Cybersecurity may be at the top of the “primary issues of supervisory focus” for 2018 by the federal regulator of credit unions, but easing of citations for disclosure violations of mortgage loan data will likely receive the most attention from a letter sent to federally insured credit unions this week.
In its “Letter to Credit Unions” (LTCU 17-CU-09), the National Credit Union Administration (NCUA) outlined seven issues of supervisory focus (including cybersecurity) for 2018. In addition, the letter indicates the agency would fall in line with other federal regulators in not citing violations for data errors, nor requiring data resubmissions in the absences of material errors, found in quarterly reports related to the Consumer Financial Protection Bureau’s (CFPB) Regulation C under the Home Mortgage Disclosure Act (HMDA).
The letter, the agency said, is intended to help credit unions prepare for examinations in 2018 – which will be the first full year of an “extended exam cycle” by NCUA. Under that regimen, agency examiners will use “streamlined” small credit union exam program procedures for those with assets up to $50 million and CAMEL ratings of 1, 2, or 3. All others will be subject to a risk-focused exam, which concentrate on areas of highest risk, new products and services, and compliance with federal regulations.

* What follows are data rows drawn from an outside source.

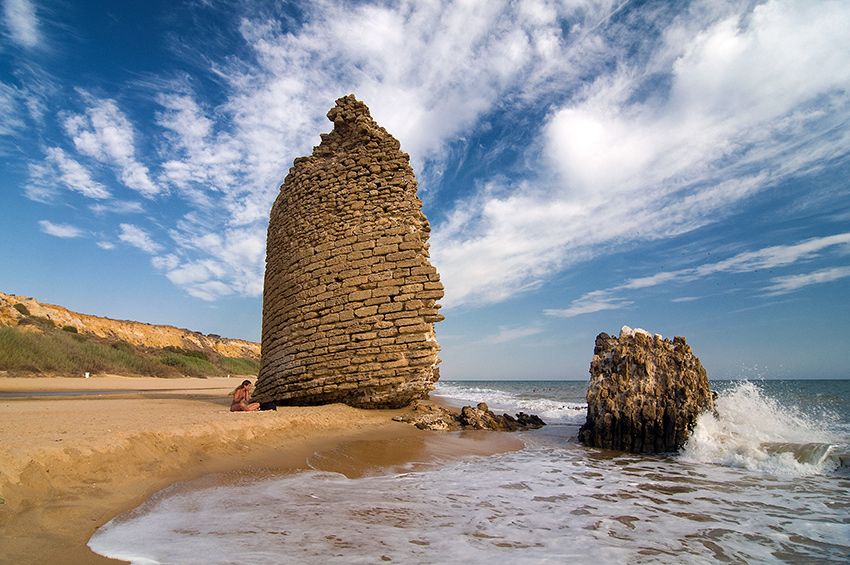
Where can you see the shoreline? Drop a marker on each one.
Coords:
(78, 452)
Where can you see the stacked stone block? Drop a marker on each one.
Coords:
(350, 297)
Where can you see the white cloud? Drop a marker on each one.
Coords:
(647, 136)
(22, 23)
(792, 283)
(65, 231)
(428, 71)
(165, 262)
(745, 100)
(59, 169)
(765, 259)
(596, 301)
(139, 238)
(10, 110)
(105, 133)
(117, 207)
(506, 334)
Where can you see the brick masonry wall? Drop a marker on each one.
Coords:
(350, 297)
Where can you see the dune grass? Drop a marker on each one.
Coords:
(64, 352)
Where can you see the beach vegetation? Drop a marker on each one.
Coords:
(58, 351)
(240, 365)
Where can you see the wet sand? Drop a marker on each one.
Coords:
(74, 453)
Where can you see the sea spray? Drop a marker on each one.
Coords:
(754, 431)
(552, 502)
(557, 402)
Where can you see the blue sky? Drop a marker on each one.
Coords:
(585, 164)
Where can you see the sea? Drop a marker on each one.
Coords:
(764, 480)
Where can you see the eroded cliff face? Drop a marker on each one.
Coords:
(645, 393)
(19, 310)
(350, 297)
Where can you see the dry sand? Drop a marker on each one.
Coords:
(74, 452)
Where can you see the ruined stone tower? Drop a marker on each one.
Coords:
(349, 303)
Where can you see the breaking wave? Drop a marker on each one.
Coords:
(754, 431)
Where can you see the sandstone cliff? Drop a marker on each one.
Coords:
(645, 393)
(350, 298)
(19, 310)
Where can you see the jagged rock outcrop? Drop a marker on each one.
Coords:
(427, 416)
(350, 298)
(645, 393)
(22, 311)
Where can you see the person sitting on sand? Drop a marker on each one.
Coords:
(242, 399)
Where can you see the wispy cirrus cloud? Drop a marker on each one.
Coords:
(22, 23)
(64, 231)
(728, 103)
(104, 133)
(765, 259)
(512, 333)
(139, 238)
(648, 121)
(792, 283)
(58, 169)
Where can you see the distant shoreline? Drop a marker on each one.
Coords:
(70, 463)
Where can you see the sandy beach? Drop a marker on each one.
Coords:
(74, 452)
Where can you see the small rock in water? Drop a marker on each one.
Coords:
(426, 416)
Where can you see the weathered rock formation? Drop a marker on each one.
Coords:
(645, 393)
(22, 310)
(350, 298)
(426, 416)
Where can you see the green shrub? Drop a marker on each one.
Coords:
(22, 309)
(187, 352)
(189, 365)
(240, 365)
(61, 351)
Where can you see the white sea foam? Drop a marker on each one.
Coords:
(550, 503)
(753, 486)
(755, 432)
(550, 410)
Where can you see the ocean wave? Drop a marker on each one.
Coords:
(553, 411)
(754, 431)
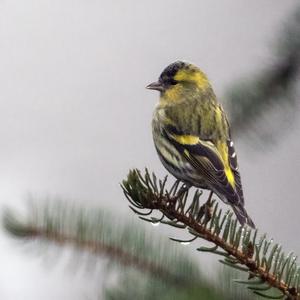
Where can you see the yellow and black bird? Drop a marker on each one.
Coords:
(192, 135)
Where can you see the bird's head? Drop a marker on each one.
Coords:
(180, 79)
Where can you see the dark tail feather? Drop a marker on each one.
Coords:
(242, 216)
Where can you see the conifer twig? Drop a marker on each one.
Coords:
(239, 244)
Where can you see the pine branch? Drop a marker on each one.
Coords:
(240, 247)
(94, 232)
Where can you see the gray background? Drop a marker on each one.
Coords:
(75, 116)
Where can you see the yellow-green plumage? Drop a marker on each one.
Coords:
(192, 136)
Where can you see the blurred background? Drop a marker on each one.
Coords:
(75, 115)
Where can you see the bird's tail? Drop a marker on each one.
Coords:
(242, 216)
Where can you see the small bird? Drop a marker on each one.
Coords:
(192, 136)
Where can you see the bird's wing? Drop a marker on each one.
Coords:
(208, 160)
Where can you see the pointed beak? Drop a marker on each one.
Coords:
(155, 86)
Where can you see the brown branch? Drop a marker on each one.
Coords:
(167, 206)
(113, 252)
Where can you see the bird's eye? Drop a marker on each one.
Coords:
(172, 81)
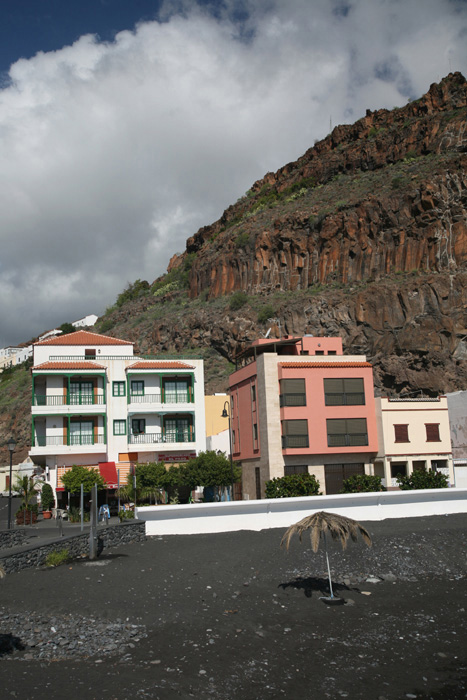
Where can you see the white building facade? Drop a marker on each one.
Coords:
(413, 434)
(95, 403)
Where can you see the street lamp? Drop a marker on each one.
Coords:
(226, 414)
(11, 447)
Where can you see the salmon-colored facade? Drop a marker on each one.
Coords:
(300, 405)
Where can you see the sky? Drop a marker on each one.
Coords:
(126, 125)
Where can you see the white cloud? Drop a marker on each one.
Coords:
(112, 154)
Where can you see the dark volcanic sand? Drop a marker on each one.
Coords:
(233, 616)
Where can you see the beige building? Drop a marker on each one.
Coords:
(413, 434)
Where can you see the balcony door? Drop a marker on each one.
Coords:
(82, 433)
(81, 393)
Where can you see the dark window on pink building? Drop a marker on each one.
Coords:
(344, 392)
(347, 432)
(401, 433)
(432, 432)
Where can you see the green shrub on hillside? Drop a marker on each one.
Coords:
(422, 480)
(361, 483)
(293, 486)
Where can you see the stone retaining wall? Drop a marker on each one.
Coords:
(77, 545)
(12, 538)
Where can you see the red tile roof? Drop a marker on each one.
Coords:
(321, 365)
(83, 338)
(160, 365)
(69, 365)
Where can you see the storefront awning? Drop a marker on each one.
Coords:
(108, 471)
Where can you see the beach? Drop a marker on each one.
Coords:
(235, 616)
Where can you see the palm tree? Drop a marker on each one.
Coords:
(339, 527)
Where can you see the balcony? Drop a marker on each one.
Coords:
(167, 437)
(72, 440)
(348, 440)
(158, 397)
(68, 400)
(294, 441)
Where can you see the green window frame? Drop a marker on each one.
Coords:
(137, 387)
(119, 427)
(118, 388)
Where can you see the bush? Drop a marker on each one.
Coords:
(293, 486)
(57, 557)
(360, 483)
(422, 480)
(47, 497)
(238, 300)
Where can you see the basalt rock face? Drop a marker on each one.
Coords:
(387, 194)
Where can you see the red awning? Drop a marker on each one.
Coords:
(108, 471)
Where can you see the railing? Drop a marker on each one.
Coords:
(51, 440)
(347, 440)
(292, 400)
(168, 437)
(71, 400)
(169, 397)
(294, 441)
(356, 398)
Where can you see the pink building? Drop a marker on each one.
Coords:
(299, 405)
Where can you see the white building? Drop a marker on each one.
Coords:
(86, 321)
(413, 434)
(96, 404)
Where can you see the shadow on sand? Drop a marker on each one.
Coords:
(311, 583)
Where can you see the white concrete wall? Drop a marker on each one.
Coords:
(282, 512)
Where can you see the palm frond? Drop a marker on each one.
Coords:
(339, 527)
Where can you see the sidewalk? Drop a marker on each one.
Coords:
(46, 531)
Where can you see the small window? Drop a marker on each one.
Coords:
(295, 469)
(119, 427)
(118, 388)
(432, 432)
(138, 426)
(137, 388)
(401, 433)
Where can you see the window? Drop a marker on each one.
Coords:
(292, 392)
(119, 427)
(138, 426)
(401, 433)
(137, 388)
(432, 432)
(295, 469)
(347, 432)
(294, 433)
(118, 388)
(344, 392)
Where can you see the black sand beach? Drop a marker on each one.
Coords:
(233, 616)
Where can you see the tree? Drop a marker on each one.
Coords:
(77, 475)
(208, 469)
(422, 480)
(293, 485)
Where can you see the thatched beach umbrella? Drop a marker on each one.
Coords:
(319, 524)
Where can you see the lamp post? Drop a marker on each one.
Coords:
(11, 447)
(226, 414)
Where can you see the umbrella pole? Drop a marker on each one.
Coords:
(327, 562)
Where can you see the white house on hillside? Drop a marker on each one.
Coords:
(96, 404)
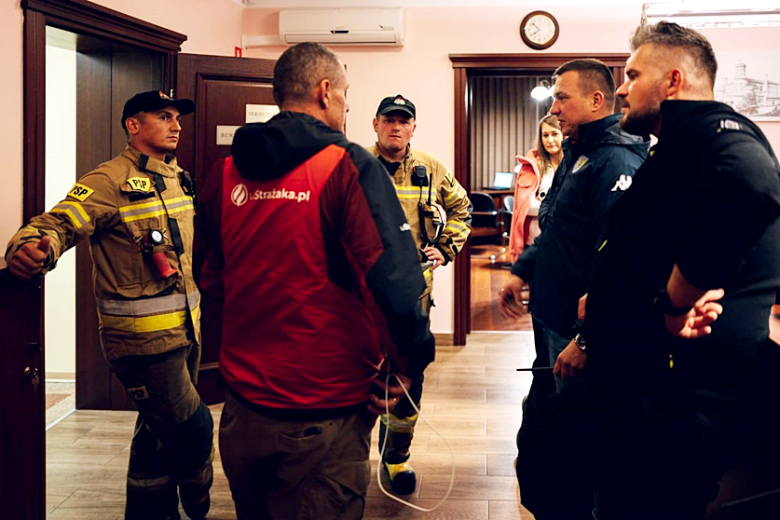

In cybersecurity, the agency said it would be using the Automated Cybersecurity Examination Tool (ACET), which it said would standardize cybersecurity supervision. The tool, the agency said, will be used at first in exams of credit unions with more $1 billion in assets. Results from those exams, NCUA said, will set a baseline for the “largest and most complex institutions” while testing and refinement of the tool “ensures it scales properly for smaller, less complex institutions.”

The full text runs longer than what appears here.